Habitat for Humanity – ReStore

Habitat for Humanity - ReStoreArticle By: Paul Long
Photos By: Josh Triggs

While some businesses and organizations may slow down during the winter months, the staff and volunteers of Habitat for Humanity of the Eastern Panhandle are as busy as ever, getting the organization’s latest home ready for occupancy.

Habitat, an affiliate of Habitat International, has been active locally since 1993. During that time, the organization has built 35 homes and is currently working on its 36th. Of those, all but two are located in Berkeley County. Jefferson and Morgan counties have one Habitat home apiece.

Typically, executive director Ed Grove said recently, Habitat strives to build one or two homes per year.

For the past several months, the local Habitat organization has been branching out into what Grove calls “critical repair.”

The goal of this program, he said, is to help residents “age in place,” thereby keeping the elderly and disabled in their homes.

“That’s a program we’re investing in, in a major way now,” Grove said.

Critical repair entails performing much needed maintenance work, building wheelchair ramps and remodeling bathrooms, among other things. Habitat for Humanity of the Eastern Panhandle is also investing in a micro homes project as part of the organization’s disaster relief arm. The idea first took hold last June during the severe flooding that killed 23 people and devastated large portions of southern West Virginia. State Sen. John Unger, a minister in three churches in the Eastern Panhandle who is also Habitat’s director of development, was in the southern part of the state at the time and saw the devastation firsthand.

“The need was for immediate shelter there,” Grove said. “People were living in tents, garages and sheds.”

Habitat recently launched a partnership with the James Rumsey Technical Institute in Hedgesville to help build micro homes to be shipped to Clay County. Students in Rumsey’s carpentry, electrician and plumbing classes are working on the project. Habitat signed a contract with the school to produce one home, while a $75,000 grant from Procter & Gamble – which is opening a large production facility in southern Berkeley County later this year – will provide funding for two more.

A fourth micro home is being built by a group of inmates through an agreement with the West Virginia Department of Corrections.
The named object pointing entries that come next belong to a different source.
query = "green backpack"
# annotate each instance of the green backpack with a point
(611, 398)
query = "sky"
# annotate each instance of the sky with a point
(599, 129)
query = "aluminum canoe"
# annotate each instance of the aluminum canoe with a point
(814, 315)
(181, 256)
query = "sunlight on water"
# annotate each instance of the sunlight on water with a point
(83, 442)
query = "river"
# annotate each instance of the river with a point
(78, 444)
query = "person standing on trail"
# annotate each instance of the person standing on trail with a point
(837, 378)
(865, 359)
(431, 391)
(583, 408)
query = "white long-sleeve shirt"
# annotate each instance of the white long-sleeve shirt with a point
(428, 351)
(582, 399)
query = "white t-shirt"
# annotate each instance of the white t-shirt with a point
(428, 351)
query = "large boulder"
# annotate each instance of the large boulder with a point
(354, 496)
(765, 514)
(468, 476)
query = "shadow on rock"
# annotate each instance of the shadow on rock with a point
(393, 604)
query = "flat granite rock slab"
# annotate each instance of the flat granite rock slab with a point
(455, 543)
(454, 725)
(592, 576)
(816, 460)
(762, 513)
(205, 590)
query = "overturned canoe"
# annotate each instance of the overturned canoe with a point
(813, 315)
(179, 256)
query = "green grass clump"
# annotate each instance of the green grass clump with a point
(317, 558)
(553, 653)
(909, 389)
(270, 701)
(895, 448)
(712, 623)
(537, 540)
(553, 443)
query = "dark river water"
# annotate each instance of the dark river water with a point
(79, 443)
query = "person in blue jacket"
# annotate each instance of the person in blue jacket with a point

It’s exciting seeing this as a place where inmates can participate in a positive, constructive way,” said Grove. Most of the new Habitat homes being built locally these days are located in the Auburndale subdivision in the city of Martinsburg. The organization has already completed five houses there, and the one currently under construction is going there as well. That one will be the local chapter’s first Americans with Disabilities Act (ADA) compliant home and will go to a man with spina bifida. According to Grove, Habitat’s market is low-income people who don’t qualify for home loans in the commercial market. Working within Housing and Urban Development (HUD) guidelines, the organization has established three criteria:

1.) A family must currently reside in substandard housing;

2.) Their current residence isn’t conducive to their lifestyle – for example, someone with a wheelchair resides on the third floor of a building – and

3.) The partner family must log 500 hours of “sweat equity,” helping to build the home or assisting Habitat in some other way. Of those hours, 200 must come from the partner family itself while the other 300 can come from their friends, extended family and other volunteers.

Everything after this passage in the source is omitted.